Toolkit Details (src/simmate/toolkit/)

Scientific logic independent of the database.

  • base_data_types/: Core objects (Structure, Molecule, Composition) wrapping Pymatgen/RDKit.
  • symmetry/: Analysis, spacegroup detection, and standardization.
  • transformations/: Manipulation (strain, supercells, substitutions).
  • validators/: Physical and chemical validation logic.
  • visualization/: Rendering utilities for toolkit objects.
  • featurizers/: ML feature generation from toolkit objects.

Database Architecture (src/simmate/database/)

  • base_data_types/: Abstract and concrete models for standard calculation types (e.g., StaticEnergy, Relaxation, Dynamics).
  • workflow_results/: Re-exports base types for app models.
  • external_connectors/: Legacy syncing scripts (use client.py in apps for new work).
  • Key Classes:
    • DatabaseTable: Mixin with from_toolkit() for ORM-to-Scientific conversion.
    • Calculation: Extends DatabaseTable with job metadata (run_id, status).
    • Structure (model): Mixin that adds to_toolkit() and stores core structure data.

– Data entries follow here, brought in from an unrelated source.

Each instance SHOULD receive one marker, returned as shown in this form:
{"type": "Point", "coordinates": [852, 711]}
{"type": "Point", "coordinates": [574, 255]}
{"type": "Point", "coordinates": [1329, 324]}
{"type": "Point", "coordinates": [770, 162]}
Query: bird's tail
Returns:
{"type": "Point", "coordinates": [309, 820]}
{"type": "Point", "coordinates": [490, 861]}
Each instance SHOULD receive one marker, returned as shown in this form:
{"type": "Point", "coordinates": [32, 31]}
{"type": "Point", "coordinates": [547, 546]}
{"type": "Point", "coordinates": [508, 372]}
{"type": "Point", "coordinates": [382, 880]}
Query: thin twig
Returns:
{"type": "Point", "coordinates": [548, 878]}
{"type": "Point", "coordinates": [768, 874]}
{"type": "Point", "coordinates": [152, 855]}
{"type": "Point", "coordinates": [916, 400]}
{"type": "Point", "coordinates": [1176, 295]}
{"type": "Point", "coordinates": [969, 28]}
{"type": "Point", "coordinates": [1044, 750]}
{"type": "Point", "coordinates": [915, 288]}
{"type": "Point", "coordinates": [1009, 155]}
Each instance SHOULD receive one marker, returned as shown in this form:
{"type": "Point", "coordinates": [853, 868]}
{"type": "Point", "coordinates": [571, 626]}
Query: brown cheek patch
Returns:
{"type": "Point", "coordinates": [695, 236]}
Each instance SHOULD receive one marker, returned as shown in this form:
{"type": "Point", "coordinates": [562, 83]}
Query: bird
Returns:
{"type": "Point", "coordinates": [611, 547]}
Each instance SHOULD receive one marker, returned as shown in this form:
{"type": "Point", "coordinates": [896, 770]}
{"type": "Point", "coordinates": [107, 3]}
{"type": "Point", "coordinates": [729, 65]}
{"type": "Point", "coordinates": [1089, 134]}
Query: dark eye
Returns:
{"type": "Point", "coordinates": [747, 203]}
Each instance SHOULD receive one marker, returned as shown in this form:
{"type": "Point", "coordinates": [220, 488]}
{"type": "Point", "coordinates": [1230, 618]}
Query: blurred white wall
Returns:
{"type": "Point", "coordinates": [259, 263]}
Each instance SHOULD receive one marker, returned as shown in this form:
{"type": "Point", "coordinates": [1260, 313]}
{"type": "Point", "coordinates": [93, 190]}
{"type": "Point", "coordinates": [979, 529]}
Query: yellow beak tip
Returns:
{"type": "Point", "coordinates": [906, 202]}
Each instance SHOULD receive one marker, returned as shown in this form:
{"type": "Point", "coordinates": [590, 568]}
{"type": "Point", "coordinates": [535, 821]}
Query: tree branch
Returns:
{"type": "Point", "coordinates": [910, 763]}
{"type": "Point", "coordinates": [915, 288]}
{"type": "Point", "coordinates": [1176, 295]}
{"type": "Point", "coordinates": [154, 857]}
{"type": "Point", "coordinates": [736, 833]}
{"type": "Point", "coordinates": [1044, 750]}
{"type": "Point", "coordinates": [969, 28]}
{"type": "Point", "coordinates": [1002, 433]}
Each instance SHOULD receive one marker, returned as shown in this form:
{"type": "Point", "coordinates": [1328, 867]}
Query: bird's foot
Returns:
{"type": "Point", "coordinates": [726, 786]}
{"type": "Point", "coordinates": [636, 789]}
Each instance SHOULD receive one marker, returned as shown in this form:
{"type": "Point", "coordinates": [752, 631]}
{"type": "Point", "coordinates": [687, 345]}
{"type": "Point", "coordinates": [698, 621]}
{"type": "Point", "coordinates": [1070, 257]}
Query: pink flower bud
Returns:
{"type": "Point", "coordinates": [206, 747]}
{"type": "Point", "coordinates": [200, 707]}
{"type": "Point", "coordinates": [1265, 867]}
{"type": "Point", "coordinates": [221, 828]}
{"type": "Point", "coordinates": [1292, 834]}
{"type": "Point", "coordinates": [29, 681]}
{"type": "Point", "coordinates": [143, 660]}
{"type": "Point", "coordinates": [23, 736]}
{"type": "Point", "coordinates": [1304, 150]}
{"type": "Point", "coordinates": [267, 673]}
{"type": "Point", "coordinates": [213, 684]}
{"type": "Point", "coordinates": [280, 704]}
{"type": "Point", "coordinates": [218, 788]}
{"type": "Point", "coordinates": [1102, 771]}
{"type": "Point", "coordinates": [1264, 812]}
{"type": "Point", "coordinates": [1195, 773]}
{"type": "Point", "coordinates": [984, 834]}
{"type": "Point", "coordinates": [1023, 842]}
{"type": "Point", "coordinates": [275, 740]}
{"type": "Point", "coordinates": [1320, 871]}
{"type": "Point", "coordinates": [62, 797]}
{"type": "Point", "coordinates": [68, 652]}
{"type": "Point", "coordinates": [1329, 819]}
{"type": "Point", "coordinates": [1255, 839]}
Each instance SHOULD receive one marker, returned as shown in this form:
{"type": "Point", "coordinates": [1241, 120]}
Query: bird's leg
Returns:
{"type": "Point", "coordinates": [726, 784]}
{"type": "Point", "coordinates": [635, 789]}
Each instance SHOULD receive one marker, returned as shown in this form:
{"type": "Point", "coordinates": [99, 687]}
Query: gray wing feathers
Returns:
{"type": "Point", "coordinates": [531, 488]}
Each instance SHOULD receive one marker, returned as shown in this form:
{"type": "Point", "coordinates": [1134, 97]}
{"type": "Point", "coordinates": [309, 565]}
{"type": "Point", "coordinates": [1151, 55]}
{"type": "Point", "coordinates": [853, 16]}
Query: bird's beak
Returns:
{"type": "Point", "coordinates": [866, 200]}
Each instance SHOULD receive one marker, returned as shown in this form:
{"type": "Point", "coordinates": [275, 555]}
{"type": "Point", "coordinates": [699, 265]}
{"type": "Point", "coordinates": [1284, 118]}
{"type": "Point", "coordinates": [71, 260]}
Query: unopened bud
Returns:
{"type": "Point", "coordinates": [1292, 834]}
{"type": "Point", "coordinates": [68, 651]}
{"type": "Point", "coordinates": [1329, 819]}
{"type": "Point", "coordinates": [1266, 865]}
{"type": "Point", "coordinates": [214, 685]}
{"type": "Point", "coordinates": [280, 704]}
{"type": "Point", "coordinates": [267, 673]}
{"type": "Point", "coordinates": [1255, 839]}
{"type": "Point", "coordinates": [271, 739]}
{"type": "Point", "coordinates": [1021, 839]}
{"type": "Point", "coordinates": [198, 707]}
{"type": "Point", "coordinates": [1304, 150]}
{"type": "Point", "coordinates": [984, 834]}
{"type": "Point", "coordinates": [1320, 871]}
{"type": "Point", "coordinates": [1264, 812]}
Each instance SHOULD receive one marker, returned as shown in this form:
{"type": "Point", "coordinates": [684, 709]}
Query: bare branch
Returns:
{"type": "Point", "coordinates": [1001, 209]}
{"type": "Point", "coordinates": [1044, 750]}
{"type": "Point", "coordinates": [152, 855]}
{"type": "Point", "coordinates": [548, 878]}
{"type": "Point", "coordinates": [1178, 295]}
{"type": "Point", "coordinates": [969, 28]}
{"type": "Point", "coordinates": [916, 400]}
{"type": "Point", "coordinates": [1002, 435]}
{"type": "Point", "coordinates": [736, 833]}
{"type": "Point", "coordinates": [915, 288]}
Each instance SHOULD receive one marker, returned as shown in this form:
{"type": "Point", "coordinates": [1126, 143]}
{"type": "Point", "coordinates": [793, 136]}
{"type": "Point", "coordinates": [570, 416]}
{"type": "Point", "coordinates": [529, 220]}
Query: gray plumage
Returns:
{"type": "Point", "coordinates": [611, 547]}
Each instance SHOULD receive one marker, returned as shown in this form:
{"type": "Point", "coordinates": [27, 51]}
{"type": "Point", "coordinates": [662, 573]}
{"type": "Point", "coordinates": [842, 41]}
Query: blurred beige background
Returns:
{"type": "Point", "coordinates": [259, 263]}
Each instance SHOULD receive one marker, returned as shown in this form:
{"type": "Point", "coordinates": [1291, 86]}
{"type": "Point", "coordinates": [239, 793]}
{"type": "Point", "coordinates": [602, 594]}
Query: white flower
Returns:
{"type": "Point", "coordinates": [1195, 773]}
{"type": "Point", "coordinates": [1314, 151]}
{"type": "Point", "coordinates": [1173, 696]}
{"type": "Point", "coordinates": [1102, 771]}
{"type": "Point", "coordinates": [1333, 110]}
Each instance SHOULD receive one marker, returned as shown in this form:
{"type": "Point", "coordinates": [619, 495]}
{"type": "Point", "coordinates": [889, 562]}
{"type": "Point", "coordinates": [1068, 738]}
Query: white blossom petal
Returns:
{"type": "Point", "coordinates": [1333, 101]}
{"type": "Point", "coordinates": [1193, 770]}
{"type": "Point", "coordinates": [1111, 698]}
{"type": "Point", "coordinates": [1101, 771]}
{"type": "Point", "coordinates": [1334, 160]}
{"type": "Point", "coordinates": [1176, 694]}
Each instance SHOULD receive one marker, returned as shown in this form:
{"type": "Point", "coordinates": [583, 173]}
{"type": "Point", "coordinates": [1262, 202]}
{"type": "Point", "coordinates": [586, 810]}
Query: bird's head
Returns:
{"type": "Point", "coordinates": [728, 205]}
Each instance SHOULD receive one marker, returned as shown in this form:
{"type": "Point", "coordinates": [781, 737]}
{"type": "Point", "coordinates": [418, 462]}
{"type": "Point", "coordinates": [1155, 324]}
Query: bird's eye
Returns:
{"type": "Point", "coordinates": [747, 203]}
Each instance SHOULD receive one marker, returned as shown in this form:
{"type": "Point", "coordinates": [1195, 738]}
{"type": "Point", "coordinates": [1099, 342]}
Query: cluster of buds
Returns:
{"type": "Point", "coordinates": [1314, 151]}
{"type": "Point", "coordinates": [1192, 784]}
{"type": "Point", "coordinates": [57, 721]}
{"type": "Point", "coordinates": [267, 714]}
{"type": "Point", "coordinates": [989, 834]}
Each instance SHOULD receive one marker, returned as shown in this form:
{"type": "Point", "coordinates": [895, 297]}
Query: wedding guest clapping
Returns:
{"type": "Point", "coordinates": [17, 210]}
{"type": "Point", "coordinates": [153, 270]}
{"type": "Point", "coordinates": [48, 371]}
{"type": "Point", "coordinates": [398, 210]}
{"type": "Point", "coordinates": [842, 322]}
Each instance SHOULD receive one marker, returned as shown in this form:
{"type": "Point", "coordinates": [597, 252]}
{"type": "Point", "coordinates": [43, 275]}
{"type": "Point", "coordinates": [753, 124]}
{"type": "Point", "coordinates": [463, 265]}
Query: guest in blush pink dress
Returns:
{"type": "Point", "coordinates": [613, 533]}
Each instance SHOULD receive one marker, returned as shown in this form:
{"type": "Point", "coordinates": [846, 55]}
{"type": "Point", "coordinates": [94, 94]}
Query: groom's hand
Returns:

Workflows and Execution (src/simmate/workflows/)

  • base_flow_types/:
    • Workflow: Base class for any automated task.
    • S3Workflow: Handles file-based codes (VASP/QE) with automated I/O.
    • StagedWorkflow: Manages multi-stage/chained runs.
  • execution/: Backend for job submission and worker management.
  • error_handler.py: Interface for fixing simulation failures.

Coding Conventions

  • Type Hints: Required for all new code. Keep them simple and use built-in types.
  • File Paths: Always use pathlib.Path.
  • Docstrings: Use Google-style docstrings.
  • Formatting: Adhere to black and isort conventions.

Testing & Validation

  • Fixtures: Use src/simmate/conftest.py (e.g., structure, composition).
  • Mocking: Mock external scientific codes unless performing integration tests.
  • Commands:
    • Test: pytest .
    • Lint: black ., isort ., djlint .
    • Migrations: simmate database update (generates and applies migrations).

AI Agent Guidelines

  • Surgical Edits: Favor replace for targeted changes in large files.
  • Dependencies: Verify pyproject.toml before assuming a library is available.
  • Documentation: Always refer to docs/full_guides/ when building new apps or workflows. These guides provide essential architectural patterns, naming conventions, and best practices.